Introducing: Back 4 Blood Impressions
Recently, several members of our team were able to get a taste of what is coming for Back 4 Blood as we entered into the first beta of the game ad got some hands on experience with the title. We’ve gathered and collected everyone’s impressions here. So, here’s what Dan, Richy, Mel, and Solomael thought about what they got to see! Let’s look at the good, the bad, and the ugly.
Let’s get straight into the positives. Well, we all thought the level design, gunplay, and atmosphere were great. It definitely scratches the old L4D itch. In order to complete a level, players make their way from safe house to safehouse, whilst avoiding (and most likely) decimating the zombie infested populace on by the way. The game feels quite balanced in terms of the abilities of the characters (some run a little faster, some have more stamina, health, etc.). There is lots of fun to be had experimenting with different strategies, weapons and so forth and the deck building adds layers of customization.
On PC, the game does have a nice graphics options menu, with settings for DLSS and FSR. We didn’t notice any problems with smearing or fuzziness even when DLSS was set to Performance. There are some options for the console editions as well and everything looks just as good on them.
Rather annoyingly, the text (in menus and in the HUD) is needlessly small. It is really difficult to see button prompts for health items and weapons unless you are directly in front of the TV. This can be a problem as there is a fairly frequent need to read text in the game’s card system.
Online Play (Good)
Cross platform play appeared to work seamlessly and easily. During our time with this game, we tested it on Xbox One, Xbox Series, PS5, and PC and didn’t notice any issues collaborating with each other across these systems. We found ourselves regularly paired up with players from different platforms with no discernible impact on matchmaking times or gameplay. How the will translate in versus mode, with PC players having the benefits of mouse and keyboard, remains to be seen.
Versus Mode (Good)
The versus mode seems like a fun way to play the game, with players controlling the more powerful special ridden. It also seems like a good way to understand the nuances of the different types of special enemies. Until we played versus mode we couldn’t understand why enemies would sometimes have slightly different abilities despite looking similar. Versus makes the subtypes and their inherent abilities much clearer.
Cards are drawn at the start of each match, to tweak the game’s mechanics or offer perks, such as more health or stamina. The ability to unlock cards as you go will add an additional meta beyond the core gameplay and should hopefully extend the replayability significantly. We were conflicted about whether a card system was the right mechanic to distribute perks in this game. Left 4 Dead used the “AI director” to provide some variety on how levels could play out on repeat playthroughs. The deck system does the same thing due to the random pulls, while adding explicit objectives and challenges (via the enemy cards).
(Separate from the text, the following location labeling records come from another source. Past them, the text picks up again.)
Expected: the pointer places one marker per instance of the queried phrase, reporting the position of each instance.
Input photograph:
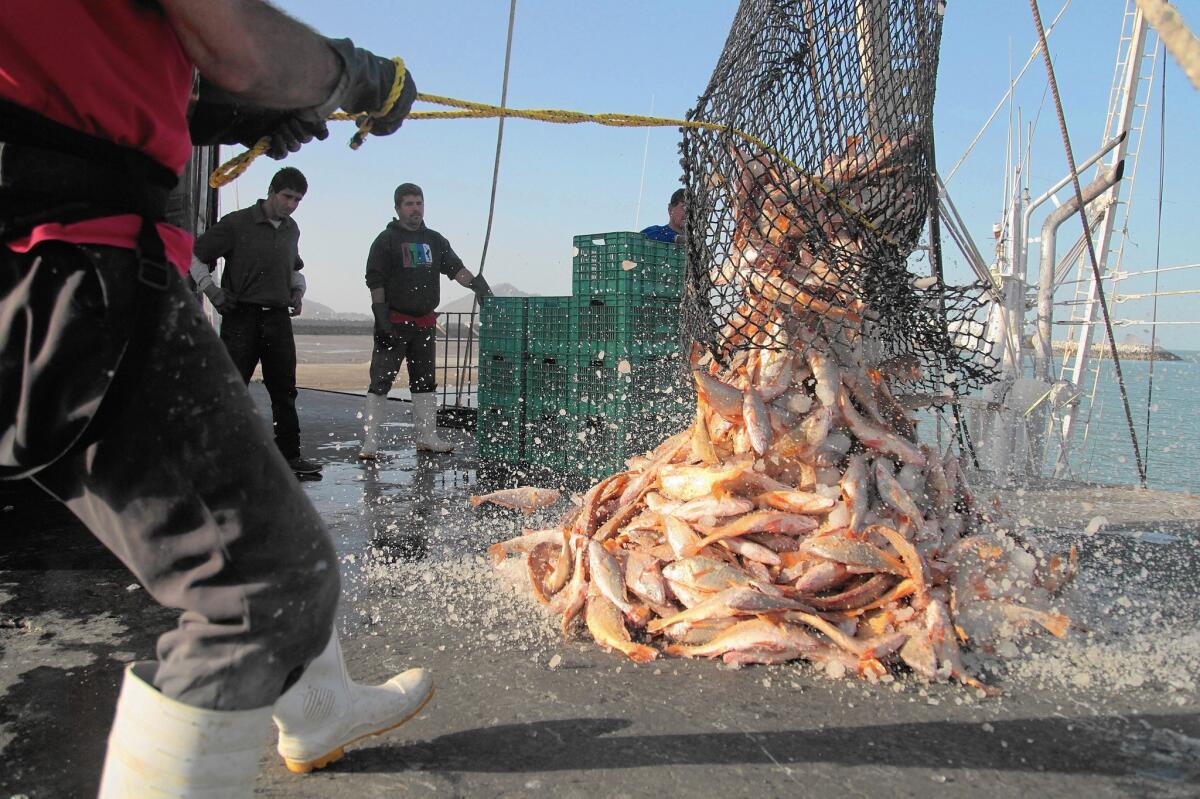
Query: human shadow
(397, 505)
(1059, 745)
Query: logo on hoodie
(418, 254)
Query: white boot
(375, 415)
(325, 712)
(161, 748)
(425, 419)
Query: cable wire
(1087, 239)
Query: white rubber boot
(425, 419)
(373, 418)
(325, 712)
(161, 748)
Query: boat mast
(1120, 119)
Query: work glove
(221, 118)
(480, 287)
(385, 332)
(364, 86)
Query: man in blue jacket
(677, 211)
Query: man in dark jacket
(261, 288)
(119, 400)
(402, 274)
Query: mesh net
(801, 240)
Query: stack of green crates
(599, 371)
(499, 415)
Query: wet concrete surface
(1111, 712)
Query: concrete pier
(521, 712)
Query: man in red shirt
(108, 373)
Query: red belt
(427, 320)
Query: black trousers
(412, 343)
(262, 335)
(183, 484)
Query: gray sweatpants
(184, 486)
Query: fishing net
(801, 239)
(798, 516)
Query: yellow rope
(238, 164)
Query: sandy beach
(343, 364)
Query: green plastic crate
(499, 433)
(627, 263)
(502, 379)
(503, 324)
(551, 329)
(629, 325)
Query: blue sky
(655, 56)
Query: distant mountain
(462, 305)
(315, 311)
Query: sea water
(1164, 402)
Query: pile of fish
(798, 516)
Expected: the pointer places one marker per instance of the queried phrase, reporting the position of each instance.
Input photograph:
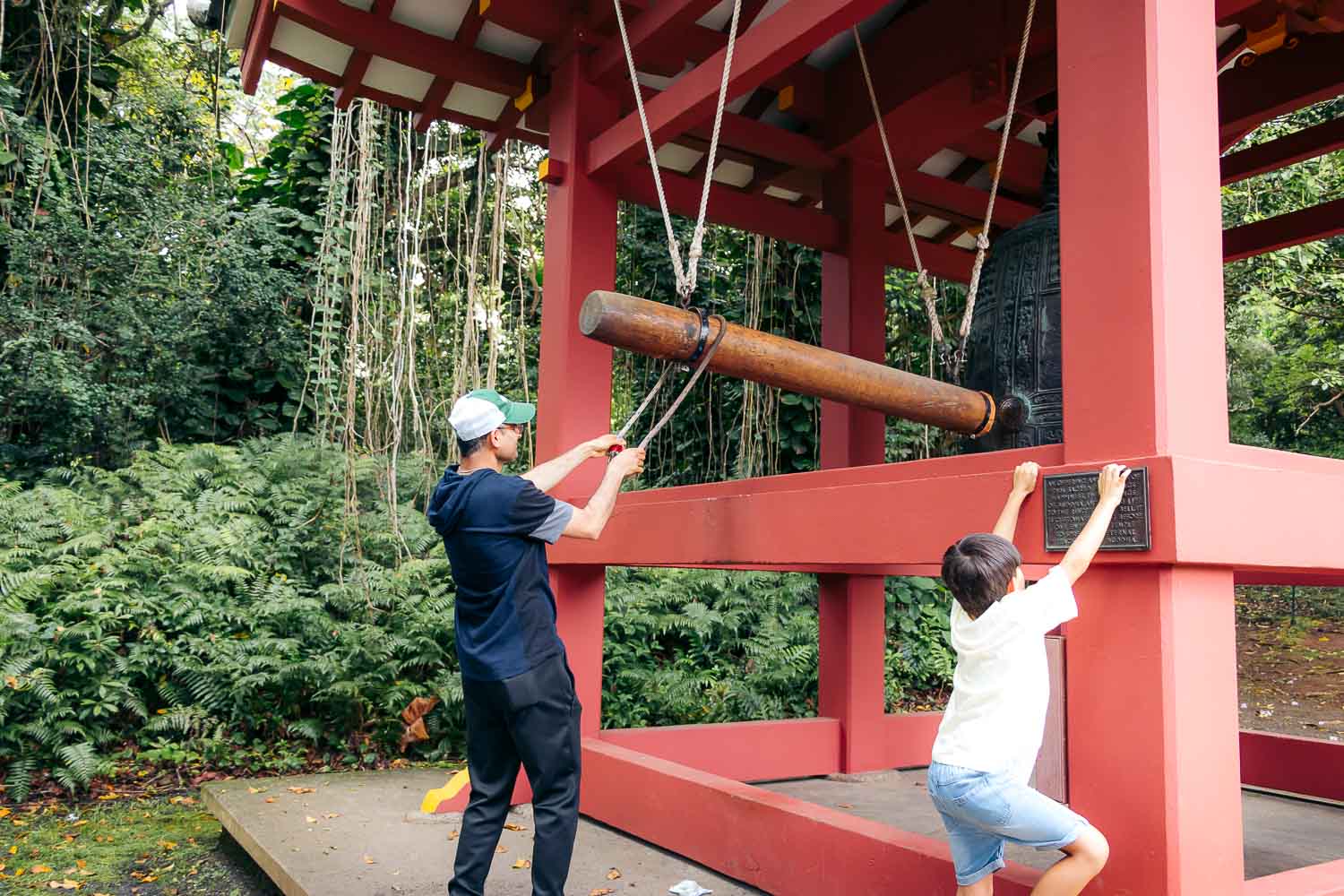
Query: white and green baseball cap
(481, 411)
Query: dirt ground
(1292, 677)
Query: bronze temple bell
(1012, 395)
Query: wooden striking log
(661, 331)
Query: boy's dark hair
(470, 446)
(978, 570)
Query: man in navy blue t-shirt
(516, 684)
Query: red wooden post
(1140, 231)
(1152, 727)
(852, 607)
(574, 378)
(1152, 672)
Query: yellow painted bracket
(443, 794)
(526, 99)
(550, 171)
(1269, 39)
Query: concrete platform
(363, 834)
(1281, 833)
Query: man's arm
(589, 521)
(1023, 484)
(547, 476)
(1110, 489)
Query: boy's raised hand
(1110, 484)
(1024, 477)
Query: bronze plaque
(1070, 498)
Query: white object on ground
(688, 888)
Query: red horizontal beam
(1277, 83)
(769, 142)
(731, 207)
(359, 59)
(938, 260)
(763, 839)
(432, 105)
(941, 116)
(395, 101)
(306, 69)
(261, 30)
(1225, 11)
(1024, 164)
(744, 750)
(943, 194)
(1292, 524)
(761, 53)
(661, 23)
(1304, 766)
(913, 54)
(1305, 144)
(405, 45)
(758, 139)
(1281, 231)
(910, 513)
(540, 22)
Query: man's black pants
(530, 719)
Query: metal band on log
(671, 333)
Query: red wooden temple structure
(1150, 93)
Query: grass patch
(124, 848)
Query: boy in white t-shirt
(991, 732)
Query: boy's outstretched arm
(1023, 484)
(1110, 489)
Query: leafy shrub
(201, 595)
(690, 646)
(207, 606)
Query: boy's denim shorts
(983, 810)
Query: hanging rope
(952, 362)
(685, 390)
(983, 237)
(685, 276)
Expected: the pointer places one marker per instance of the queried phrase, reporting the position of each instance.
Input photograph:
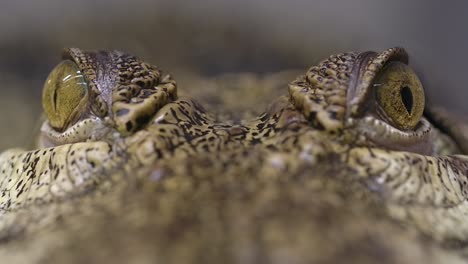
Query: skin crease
(145, 175)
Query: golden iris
(400, 95)
(64, 96)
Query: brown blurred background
(214, 37)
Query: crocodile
(347, 165)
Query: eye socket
(400, 95)
(64, 95)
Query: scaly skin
(145, 176)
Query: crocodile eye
(400, 95)
(64, 95)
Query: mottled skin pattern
(143, 175)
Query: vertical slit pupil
(407, 98)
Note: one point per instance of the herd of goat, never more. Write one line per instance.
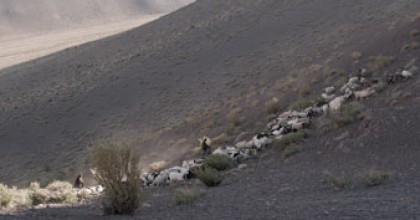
(333, 98)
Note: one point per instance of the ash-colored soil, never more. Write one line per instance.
(16, 49)
(204, 54)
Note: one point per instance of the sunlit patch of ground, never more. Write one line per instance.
(21, 48)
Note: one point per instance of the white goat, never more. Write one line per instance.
(329, 90)
(336, 103)
(364, 93)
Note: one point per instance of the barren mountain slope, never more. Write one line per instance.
(152, 77)
(21, 16)
(273, 187)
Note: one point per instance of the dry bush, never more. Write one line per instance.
(117, 169)
(34, 186)
(185, 196)
(209, 176)
(218, 162)
(374, 177)
(272, 106)
(349, 114)
(22, 198)
(39, 196)
(6, 195)
(61, 192)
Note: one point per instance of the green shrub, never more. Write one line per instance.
(218, 162)
(187, 196)
(374, 177)
(117, 169)
(349, 114)
(209, 176)
(6, 195)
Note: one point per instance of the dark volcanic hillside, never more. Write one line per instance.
(149, 79)
(21, 16)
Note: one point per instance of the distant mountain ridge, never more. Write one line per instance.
(40, 15)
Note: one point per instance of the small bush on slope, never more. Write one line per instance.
(117, 169)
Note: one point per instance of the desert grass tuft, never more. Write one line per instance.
(117, 169)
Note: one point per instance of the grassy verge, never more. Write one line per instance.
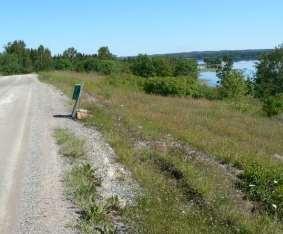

Although this can be a little confusing, for newcomers and veterans alike, it does add a unique spin on the old AI director approach to emergent gameplay that L4D used. It could do with clearer tutorials though.
The Ridden (Debatable)
On anything above the easiest difficulty, the basic zombies are bullet sponges. It feels like special zombies are much more powerful than they were in L4D, but also seem to appear less frequently. Some of the same traits exist, but the way they are implemented seems much more generic at this stage. For example, there is no smoker type to drag stragglers from the group. They can be very difficult to dodge as well, meaning if you don’t have a long range weapon you are in trouble. Being surrounded by a horde of zombies is much harder to get out when compared to L4D.. Whether these choices are intentional or balancing issues will remain to be seen in the final product, but it does feel like the difficulty curve is off at the moment.
The Hub World (Bad)
The use of a hub world for your options, shops, and such is aesthetically pleasing but highly impractical and very sparse to begin with. It’s unclear whether this will be expanded upon in the final game or whether progression will unlock more to do. At present, it offers nothing that couldn’t be done in a menu, and seems likely that people will gravitate towards that option instead since a more traditional menu is just a button press away.
It can be difficult to pick out teammates among the horde due to the gore effect which covers them with an increasing layer of blood and guts as the level progresses. It would be nice if this was a toggleable option within the menu so that players had the option to remove it, should they wish. At times, the AI of bots is awful. This doesn’t make sense as L4D (by the same devs) had great AI and that was at least ten years ago. They often neglect to revive/heal you and get stuck in doorways. This gets particularly frustrating when they get stuck behind the door to the safehouse, which all members must pass through before level is marked as complete. It feels like there should be a better solution to finish the level together that would prevent issues like this occurring.
While playing on Xbox One S, we found a bug whereby the audio would become really distorted and choppy at times, when the horde attacks. It’s almost as if the aging processor is struggling to keep up. Curiously there is no noticeable issue with frame rate that could be seen during these moments. We have tried running on the Xbox Series S, PC and PS5 and noticed no issue with this whatsoever.
Another bug we encountered was during the end of act 1. Players are supposed to get into an escape vehicle but are not allowed to exit once they get in. The result being that incapacitated players cannot be recovered by their trapped teammates if someone entered the vehicle early. All team members are forced to wait while the incapacitated players slowly bleed to death. Since some of the bonus challenges require everyone making it to the end alive, you can see how this might be a problem.
Despite our list of criticisms, we’re still super excited for the final game. L4D and its sequel were both critically acclaimed, and B4B looks to continue that trend. B4B feels similar in style and design but adds more depth in the form of the purchasing, upgrades and deck building systems. The negatives we’ve identified are mainly things that we feel could be improved upon to make this a truly great game.